All of this presupposes that the storage pool is working properly. Even a single slow or failed drive can throw a wrench in the works. Let’s take an erasure coded object. It’s spread over typically 10+6 drives. In reality, this is 16 drives with an effective capacity of 10, but the protection scheme allows 6 drives, or the 6 appliances that host them, to fail before data is lost.
When data is read, all 16 drives are accessed. If one is running slow, it doesn’t matter how fast the others are. The slow drive determines the access latency, but it won’t be flagged by today’s storage software and so the app chokes.
A failure of a drive has even more effect. Though up to 6 drives in the example can fail, when just 1 goes down, the erasure group has to be rebuilt from the remaining 15 and this slows I/O. The system will recover automatically by setting up a replacement drive and copying data, but this is slow.

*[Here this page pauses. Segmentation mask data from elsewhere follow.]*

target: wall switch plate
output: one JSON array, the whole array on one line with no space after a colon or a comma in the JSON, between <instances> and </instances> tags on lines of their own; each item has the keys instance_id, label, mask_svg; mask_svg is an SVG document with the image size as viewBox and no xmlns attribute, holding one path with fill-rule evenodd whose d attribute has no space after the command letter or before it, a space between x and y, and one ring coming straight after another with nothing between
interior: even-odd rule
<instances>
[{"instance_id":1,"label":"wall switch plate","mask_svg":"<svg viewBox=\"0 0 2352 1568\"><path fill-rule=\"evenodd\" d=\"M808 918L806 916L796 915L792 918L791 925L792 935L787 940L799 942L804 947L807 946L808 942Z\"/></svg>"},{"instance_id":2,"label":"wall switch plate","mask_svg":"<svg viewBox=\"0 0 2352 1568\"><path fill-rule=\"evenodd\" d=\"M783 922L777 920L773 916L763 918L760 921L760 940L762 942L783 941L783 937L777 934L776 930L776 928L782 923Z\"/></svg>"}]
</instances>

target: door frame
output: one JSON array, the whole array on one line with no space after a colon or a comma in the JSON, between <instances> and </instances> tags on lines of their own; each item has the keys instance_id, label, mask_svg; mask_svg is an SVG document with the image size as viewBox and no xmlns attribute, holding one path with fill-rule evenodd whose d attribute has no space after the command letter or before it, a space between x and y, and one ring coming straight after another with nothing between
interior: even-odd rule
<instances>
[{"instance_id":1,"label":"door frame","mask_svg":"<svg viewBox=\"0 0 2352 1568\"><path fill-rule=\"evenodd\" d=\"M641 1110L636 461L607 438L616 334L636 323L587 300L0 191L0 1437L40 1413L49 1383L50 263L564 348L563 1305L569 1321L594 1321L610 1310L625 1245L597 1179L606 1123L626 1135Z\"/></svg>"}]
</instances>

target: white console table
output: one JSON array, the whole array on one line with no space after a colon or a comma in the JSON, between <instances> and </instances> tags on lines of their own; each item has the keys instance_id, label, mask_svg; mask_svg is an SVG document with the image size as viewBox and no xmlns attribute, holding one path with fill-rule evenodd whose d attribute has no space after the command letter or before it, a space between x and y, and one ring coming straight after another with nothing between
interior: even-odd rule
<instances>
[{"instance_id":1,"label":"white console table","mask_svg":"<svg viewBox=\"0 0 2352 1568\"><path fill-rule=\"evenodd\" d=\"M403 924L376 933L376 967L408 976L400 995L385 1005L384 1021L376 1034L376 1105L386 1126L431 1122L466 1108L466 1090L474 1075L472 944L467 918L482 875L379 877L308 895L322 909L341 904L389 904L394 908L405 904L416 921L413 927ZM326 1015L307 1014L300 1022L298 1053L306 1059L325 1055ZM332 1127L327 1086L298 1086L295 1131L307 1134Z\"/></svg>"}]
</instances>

Companies such as Enmotus have realized that significant analytics and automation can make much of the pain of bottlenecks and slow or failed drives go away. They are taking a leading role in setting a direction and standards of operation. Enmotus is building a framework for future software development, applicable to virtualized clusters and private and public clouds.
The first step is real-time monitoring of performance and events, but the crucial step is to apply a variety of analytic approaches to the problem.
Consider this to be a Big Data issue, with a relatively large dataflow of metrics. There are both structured and unstructured queries to be performed on this datastream and SQL and Big Data tools make sense as part of a monitoring toolset. Incidentally, taking the view of this as a datastream, much like IoT, allows for the microservices to be open-ended and extensible and will encourage ISVs to enter the market.
The next part of the toolset is an interface to storage orchestration. This interface allows a much more rapid response to the clusters issues, avoiding bottlenecks quickly by adding resources or even moving datasets around the pool of storage.
The automation feature also allows policy-driven operations in storage, such as elevating a dataset to a higher, faster storage tier in anticipation of an app using the data. This can be driven by timestamps or, more elegantly, by AI approaches to analyzing storage usage.
The beauty of this analytics approach is that it facilitates and encourages third-party software developers to create a rich ecosystem of tools. This will improve the value of the storage pool and move performance much closer to the theoretical values seen in benchmarks.
Today’s storage appliances and software are heading in the direction of bottleneck detection and remediation.